На следующий день школа созерцала очередной выпуск общешкольной стенгазеты. Ровно прибитый ватман пестрел статьями и Пашкиными шаржами. Он и сам стоял на переменке в толпе, любуясь своей халтурой. Впрочем, не все там было халтурой… среди своих творений Пашка не сразу узрел тщательно отредактированную карикатуру на самого себя. Это был его шарж на нерадивого пионера-прогульщика. Только вместо нарисованной им физиономии красовалась его собственная: видно, в последний момент кто-то замазал верхнюю часть рисунка и скурпулезно вывел его, Пашкино, лицо. Черные взлохмаченные волосы, немного оттопыренная нижняя губа и близко посаженные глаза. Методично так, со вкусом, какая-то сука попыталась нарисовать именно его, Пашку! Никто, кроме четырех редакторов, не мог это сделать. Ребята стояли и смеялись: «Пашка, ты что – сам на себя карикатуру нарисовал? Ну ты самокритик! Жги еще!»

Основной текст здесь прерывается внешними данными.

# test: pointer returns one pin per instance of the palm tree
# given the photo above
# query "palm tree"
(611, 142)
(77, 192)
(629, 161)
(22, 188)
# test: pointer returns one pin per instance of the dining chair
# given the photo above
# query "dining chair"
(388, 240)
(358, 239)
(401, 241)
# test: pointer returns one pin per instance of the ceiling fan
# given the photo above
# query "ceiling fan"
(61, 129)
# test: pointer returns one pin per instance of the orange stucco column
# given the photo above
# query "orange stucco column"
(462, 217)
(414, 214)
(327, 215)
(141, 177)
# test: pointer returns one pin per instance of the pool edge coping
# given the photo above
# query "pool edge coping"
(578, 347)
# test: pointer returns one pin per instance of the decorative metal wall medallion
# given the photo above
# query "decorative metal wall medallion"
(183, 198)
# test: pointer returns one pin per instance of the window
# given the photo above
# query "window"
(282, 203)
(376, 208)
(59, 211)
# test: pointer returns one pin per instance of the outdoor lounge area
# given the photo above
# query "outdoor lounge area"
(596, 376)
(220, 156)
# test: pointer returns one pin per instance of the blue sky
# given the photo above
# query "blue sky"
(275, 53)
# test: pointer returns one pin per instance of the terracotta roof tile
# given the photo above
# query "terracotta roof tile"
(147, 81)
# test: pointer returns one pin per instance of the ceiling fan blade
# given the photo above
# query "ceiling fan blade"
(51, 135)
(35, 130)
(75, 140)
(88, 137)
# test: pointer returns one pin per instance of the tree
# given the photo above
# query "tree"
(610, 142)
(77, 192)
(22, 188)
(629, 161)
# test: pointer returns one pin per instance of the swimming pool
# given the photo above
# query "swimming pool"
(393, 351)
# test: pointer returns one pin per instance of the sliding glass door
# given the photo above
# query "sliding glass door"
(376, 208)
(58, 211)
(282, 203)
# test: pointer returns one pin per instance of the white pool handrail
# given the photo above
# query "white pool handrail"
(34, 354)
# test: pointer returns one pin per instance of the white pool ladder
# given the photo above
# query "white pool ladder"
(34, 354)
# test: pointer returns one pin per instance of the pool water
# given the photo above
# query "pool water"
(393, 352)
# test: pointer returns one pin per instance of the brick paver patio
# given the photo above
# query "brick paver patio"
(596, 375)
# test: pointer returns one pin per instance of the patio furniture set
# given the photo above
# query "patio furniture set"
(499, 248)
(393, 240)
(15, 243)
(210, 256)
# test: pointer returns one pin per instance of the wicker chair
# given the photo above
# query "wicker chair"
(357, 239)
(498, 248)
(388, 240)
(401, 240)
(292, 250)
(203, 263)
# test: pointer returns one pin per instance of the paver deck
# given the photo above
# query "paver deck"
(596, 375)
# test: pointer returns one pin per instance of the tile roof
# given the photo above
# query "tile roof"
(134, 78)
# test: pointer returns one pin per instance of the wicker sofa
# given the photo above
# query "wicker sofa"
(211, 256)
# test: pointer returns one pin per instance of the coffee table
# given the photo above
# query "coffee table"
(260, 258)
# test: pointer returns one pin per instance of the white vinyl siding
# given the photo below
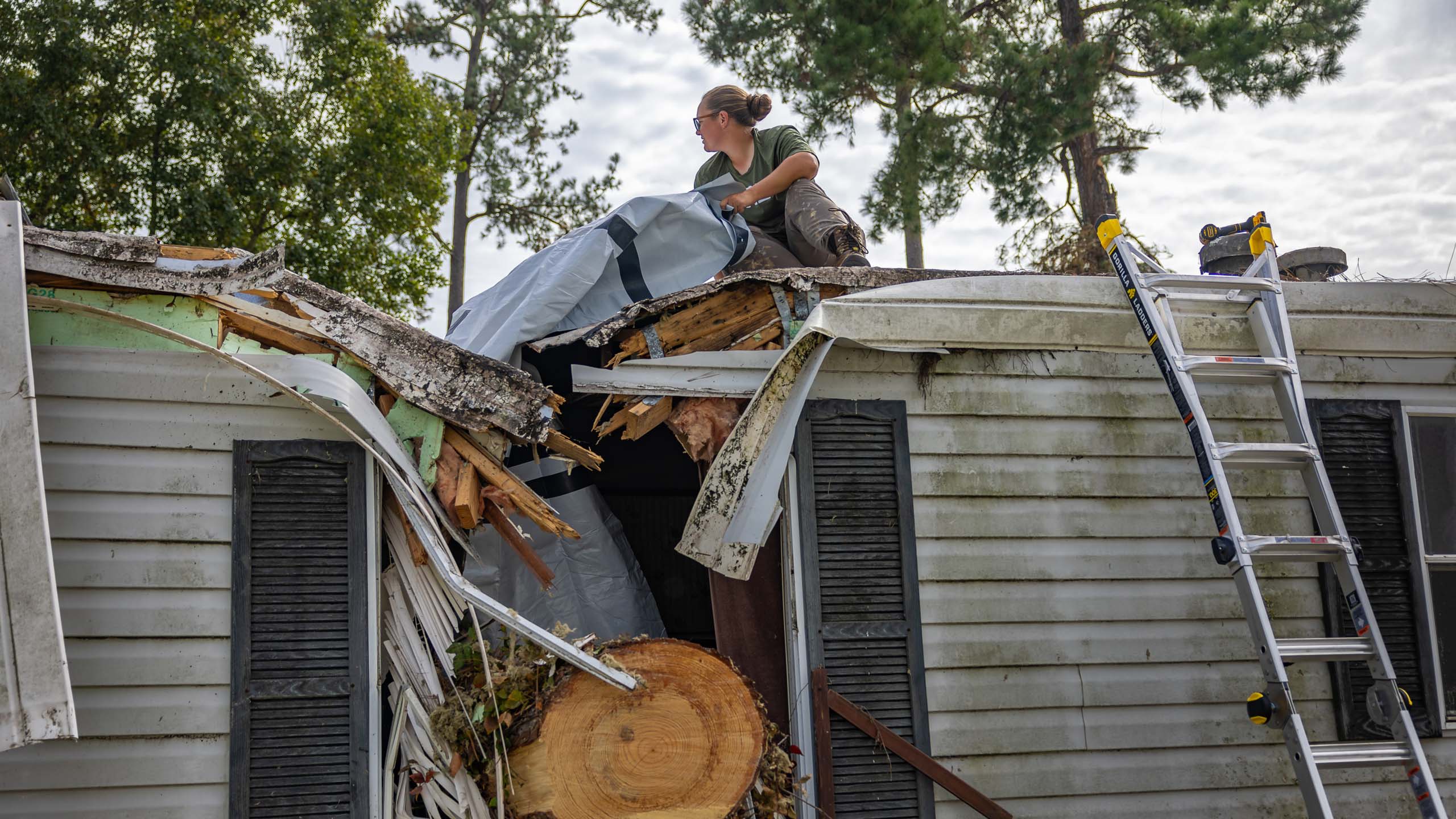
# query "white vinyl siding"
(1085, 653)
(137, 460)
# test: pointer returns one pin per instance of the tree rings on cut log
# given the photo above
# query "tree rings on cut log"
(683, 745)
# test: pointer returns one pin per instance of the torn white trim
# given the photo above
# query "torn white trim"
(404, 483)
(35, 684)
(719, 534)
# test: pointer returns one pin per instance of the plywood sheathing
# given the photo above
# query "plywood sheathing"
(791, 279)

- Я не виноват, - раздался тихий голос сзади. – Но Антонина Сергеевна, ты ее знаешь…
За спиной у него стоял главный редактор Гранкин.
- Ты? – тихо спросил Пашка.
- Нет, - так же тихо сказал Гранкин. – Илюха Мокин. Он же, после тебя, самый способный в этом деле. Что я мог сделать? Начальство, бля… приказ.
- Начинаем наш урок, - Антонина Сергеевна взяла в руки указку, словно меч. – К доске пойдет… - она медленно провела указкой по журналу. – Да не тяни ты руку, Паша, позавчера же ответил на тройку, дай и другим тоже… Мокин!
Дверь распахнулась и в класс вошел мужчина в милицейской форме.
- Гражданка Зарецкая, Антонина Сергеевна – это вы?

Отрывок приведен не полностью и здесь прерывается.